Le 14 juin 2024, Moody’s a abaissé la note du Gabon de Caa1 à Caa2 et a ajusté la perspective de négative à stable. Cette décision fait suite au changement de perspective de stable à négative en septembre 2023, survenu après le coup d’État militaire du mois précédent.
Plusieurs facteurs ont contribué à cette décision. Premièrement, les récentes révisions des données budgétaires, remontant à 2022, « ont révélé une sous-estimation significative des dépenses publiques » à l’approche des élections d’août 2023. En raison de ces dépenses extrabudgétaires non comptabilisées, le fardeau de la dette du Gabon en pourcentage du PIB est supérieur de 14 points de pourcentage à l’estimation précédente de Moody’s en septembre.
La politique budgétaire expansionniste du nouveau gouvernement de transition est un autre facteur contributif. Le budget 2024 comprend « des plans pour une augmentation nominale de 12 % de la masse salariale du secteur public, de nouveaux transferts et subventions et une augmentation de 67 % des investissements publics ». En outre, les « attentes sociales élevées » à l’égard du nouveau gouvernement de transition constituent un risque supplémentaire pour les dépenses.
Des exemples récents incluent le rétablissement des bourses pour les étudiants du secondaire, la réduction du coût du gaz de cuisine et la promesse de payer les arriérés dus aux retraités. Moody’s souligne également plusieurs dépenses potentielles et coûteuses en dehors du budget 2024, notamment le projet d’acquisition d’Assala Energy, la création d’une compagnie aérienne nationale, une nouvelle banque nationale de développement et la construction d’un nouveau centre administratif.
Enfin, les dépenses gouvernementales non déclarées et les besoins de financement supplémentaires « exacerberont les pressions sur les liquidités dans un contexte d’options de financement relativement limitées ». Moody’s note que « le soutien financier de la communauté internationale est resté limité après l’intervention militaire, obligeant le Gabon à s’appuyer de plus en plus sur le marché régional peu profond des capitaux de la Cemac pour son financement ». Cela augmente également les risques de refinancement avant l’amortissement des euro-obligations de 605 millions de dollars prévu en juin 2025.
Le rapport de Moody’s met en évidence quelques points positifs. Les dépenses non déclarées ont eu lieu sous le gouvernement précédent, et l’agence a félicité le nouveau gouvernement pour sa transition vers « une plus grande transparence des données budgétaires » et ses efforts visant à améliorer la gestion des finances publiques, y compris une numérisation accrue. De plus, le risque de sanctions importantes a diminué.

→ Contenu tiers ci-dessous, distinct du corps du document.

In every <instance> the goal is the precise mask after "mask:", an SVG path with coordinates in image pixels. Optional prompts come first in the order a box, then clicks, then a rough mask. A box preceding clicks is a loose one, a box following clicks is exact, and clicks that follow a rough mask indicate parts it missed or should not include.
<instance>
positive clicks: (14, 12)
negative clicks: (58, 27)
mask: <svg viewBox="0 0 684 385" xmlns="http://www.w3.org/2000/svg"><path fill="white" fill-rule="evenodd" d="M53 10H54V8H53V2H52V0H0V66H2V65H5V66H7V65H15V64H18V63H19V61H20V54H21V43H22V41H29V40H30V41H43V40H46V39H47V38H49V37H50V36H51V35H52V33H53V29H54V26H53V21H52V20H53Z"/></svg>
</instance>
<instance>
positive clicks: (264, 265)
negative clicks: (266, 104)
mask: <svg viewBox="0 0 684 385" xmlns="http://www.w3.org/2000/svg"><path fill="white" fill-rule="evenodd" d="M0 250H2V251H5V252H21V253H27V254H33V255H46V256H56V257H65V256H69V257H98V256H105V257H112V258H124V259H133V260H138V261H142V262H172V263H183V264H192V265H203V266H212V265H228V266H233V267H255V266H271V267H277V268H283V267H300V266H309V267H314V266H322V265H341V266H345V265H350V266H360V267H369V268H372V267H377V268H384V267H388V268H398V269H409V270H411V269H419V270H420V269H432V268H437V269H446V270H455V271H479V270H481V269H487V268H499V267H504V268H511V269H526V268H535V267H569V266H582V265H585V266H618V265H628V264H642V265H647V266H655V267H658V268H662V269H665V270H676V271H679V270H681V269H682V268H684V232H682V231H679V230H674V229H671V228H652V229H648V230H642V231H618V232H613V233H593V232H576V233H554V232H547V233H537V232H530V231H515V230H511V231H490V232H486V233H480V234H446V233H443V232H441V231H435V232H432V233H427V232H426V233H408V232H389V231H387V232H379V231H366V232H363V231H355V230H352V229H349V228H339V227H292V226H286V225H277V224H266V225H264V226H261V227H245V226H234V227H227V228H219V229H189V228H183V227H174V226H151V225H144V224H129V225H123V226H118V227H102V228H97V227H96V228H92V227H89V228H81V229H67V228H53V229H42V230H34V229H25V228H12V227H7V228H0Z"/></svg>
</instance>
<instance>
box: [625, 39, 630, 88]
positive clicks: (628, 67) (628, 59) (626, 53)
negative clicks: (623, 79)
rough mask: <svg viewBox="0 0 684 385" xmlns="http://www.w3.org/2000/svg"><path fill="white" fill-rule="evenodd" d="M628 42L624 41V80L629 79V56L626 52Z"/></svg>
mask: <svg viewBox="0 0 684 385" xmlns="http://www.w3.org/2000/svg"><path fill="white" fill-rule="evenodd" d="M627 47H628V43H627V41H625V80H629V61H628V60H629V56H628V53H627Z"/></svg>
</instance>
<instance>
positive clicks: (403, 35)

La production pétrolière a récemment augmenté et la croissance de l’économie non pétrolière devrait stimuler les recettes fiscales. Une évolution vers une politique monétaire plus expansionniste à l’échelle mondiale allégerait le fardeau financier du Gabon. La Banque centrale européenne a réduit ses taux en juin et nous prévoyons que la Réserve fédérale fera de même en septembre. Par conséquent, nous nous attendons à ce que la BEAC réduise son taux directeur de 50 points de base au total en 2024, pour le ramener à 4,5 % d’ici la fin de l’année. La BEAC a repris ce mois-ci les injections de liquidités dans les banques de la région de la Cemac après avoir interrompu ces opérations en février 2023.
Un calendrier pour la mise en place du gouvernement de transition a été établi, avec des élections prévues en août 2025, deux ans après le coup d’État. Cependant, Moody’s a noté que ces dates restent sujettes à d’éventuelles révisions. Le récent dialogue national s’est terminé dans les délais prévus, ce qui est encourageant et laisse penser que les délais de transition restants pourraient également être respectés.
En fin de compte, l’accès à des financements concessionnels moins coûteux dépendra de l’achèvement des réformes démocratiques, ce qui laisse subsister une incertitude considérable.